Re: Data binning with CUDA
- To: mathgroup at smc.vnet.net
- Subject: [mg123003] Re: Data binning with CUDA
- From: "Oleksandr Rasputinov" <oleksandr_rasputinov at hmamail.com>
- Date: Sun, 20 Nov 2011 05:36:07 -0500 (EST)
- Delivered-to: l-mathgroup@mail-archive0.wolfram.com
- References: <ja8506$ig4$1@smc.vnet.net>
On Sat, 19 Nov 2011 11:47:18 -0000, psycho_dad <s.nesseris at gmail.com> wrote: > Hi all, > > Is it possible to bin data (actually I am only interested in the number > of > points in each bin) by using only the CUDA functions available in > Mathematica (CUDAMap etc)? The reason for this is that CUDAFunctionLoad > for some reason is not working, so I have to use only what's built-in. > > Important note: The data I want to apply this on are on the order of > 10^6, they are in the range [0,1] and I want to find the number of > points in bins of size 0.01. > > [...] > > So, what I find is that in terms of speed (unsurpisingly) BinCounts is > faster that HistogramList which is faster than MyCudaBin. > > Obviously, my implementation sucks and that's why I ask for help! > > Any help is appreciated!!! > > Cheers, > Savvas > Although I don't have CUDA-capable hardware so I can't suggest an alternative implementation, I would strongly suspect that for only 10^6 points a CPU-based approach will always be faster than a CUDA one no matter how optimised the code might be.
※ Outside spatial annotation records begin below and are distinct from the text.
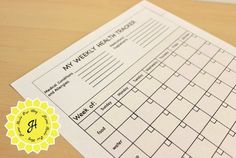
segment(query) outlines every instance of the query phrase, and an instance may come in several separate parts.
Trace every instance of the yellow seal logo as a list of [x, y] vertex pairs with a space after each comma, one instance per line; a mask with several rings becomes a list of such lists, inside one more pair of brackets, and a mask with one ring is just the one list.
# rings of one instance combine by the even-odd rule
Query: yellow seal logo
[[7, 136], [18, 150], [39, 153], [59, 136], [58, 116], [53, 107], [39, 99], [18, 102], [7, 115]]

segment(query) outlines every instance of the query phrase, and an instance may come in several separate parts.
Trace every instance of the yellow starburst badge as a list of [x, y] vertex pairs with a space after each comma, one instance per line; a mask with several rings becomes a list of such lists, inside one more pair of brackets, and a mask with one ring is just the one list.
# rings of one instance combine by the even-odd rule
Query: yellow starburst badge
[[59, 136], [58, 116], [53, 107], [39, 99], [18, 102], [7, 115], [7, 136], [18, 150], [39, 153], [48, 150]]

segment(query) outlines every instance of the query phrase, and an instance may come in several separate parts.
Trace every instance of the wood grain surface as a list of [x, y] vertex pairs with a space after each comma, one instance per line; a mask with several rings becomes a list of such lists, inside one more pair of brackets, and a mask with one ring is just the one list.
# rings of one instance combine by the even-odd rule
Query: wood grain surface
[[[62, 136], [40, 154], [27, 155], [10, 145], [5, 136], [6, 115], [22, 97], [9, 84], [138, 2], [0, 0], [0, 158], [83, 157]], [[236, 46], [236, 5], [192, 0], [151, 2]]]

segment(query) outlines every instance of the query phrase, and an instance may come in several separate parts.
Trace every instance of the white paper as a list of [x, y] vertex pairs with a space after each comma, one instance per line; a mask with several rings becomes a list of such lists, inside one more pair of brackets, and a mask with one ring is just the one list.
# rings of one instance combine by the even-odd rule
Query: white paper
[[236, 157], [235, 55], [143, 1], [12, 86], [86, 158]]
[[206, 2], [217, 2], [217, 3], [236, 3], [236, 0], [200, 0], [200, 1], [206, 1]]

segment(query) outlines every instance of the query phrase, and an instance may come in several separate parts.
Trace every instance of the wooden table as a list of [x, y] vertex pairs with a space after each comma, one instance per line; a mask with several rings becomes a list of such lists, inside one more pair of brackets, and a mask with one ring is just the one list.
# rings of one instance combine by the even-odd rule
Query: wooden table
[[[236, 46], [236, 5], [191, 0], [151, 0]], [[63, 137], [47, 152], [25, 154], [5, 136], [6, 115], [22, 97], [10, 83], [127, 10], [138, 0], [0, 1], [0, 157], [80, 158]], [[79, 140], [78, 140], [79, 142]], [[92, 151], [91, 151], [92, 152]]]

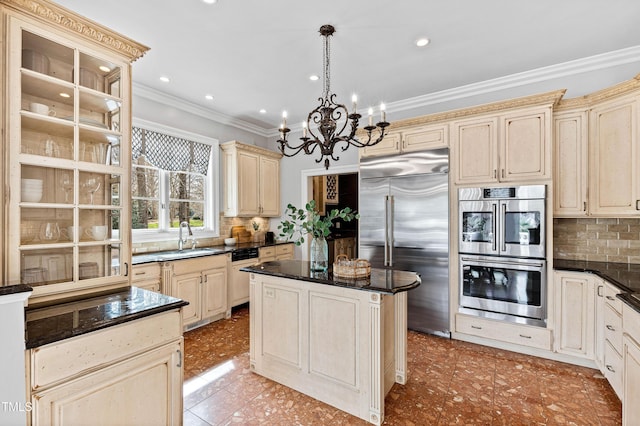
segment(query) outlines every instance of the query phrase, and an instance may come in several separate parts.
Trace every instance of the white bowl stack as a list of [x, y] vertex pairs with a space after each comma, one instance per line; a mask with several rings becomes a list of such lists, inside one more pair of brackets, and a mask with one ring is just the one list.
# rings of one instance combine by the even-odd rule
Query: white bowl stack
[[20, 187], [22, 202], [39, 202], [42, 199], [42, 182], [42, 179], [22, 179]]

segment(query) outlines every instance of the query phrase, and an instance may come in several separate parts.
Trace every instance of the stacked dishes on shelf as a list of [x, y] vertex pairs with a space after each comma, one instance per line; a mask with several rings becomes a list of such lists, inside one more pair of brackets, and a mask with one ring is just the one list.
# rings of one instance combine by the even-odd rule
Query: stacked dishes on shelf
[[23, 202], [38, 203], [42, 199], [42, 179], [22, 179], [20, 194]]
The situation will likely be different for 10^7 points or with simultaneous processing of many lists of 10^6 points, but for such small inputs as you suggest above the processing time will be dominated by latency rather than throughput--and copying small arrays to the graphics card and back several times is inherently a fairly high-latency operation.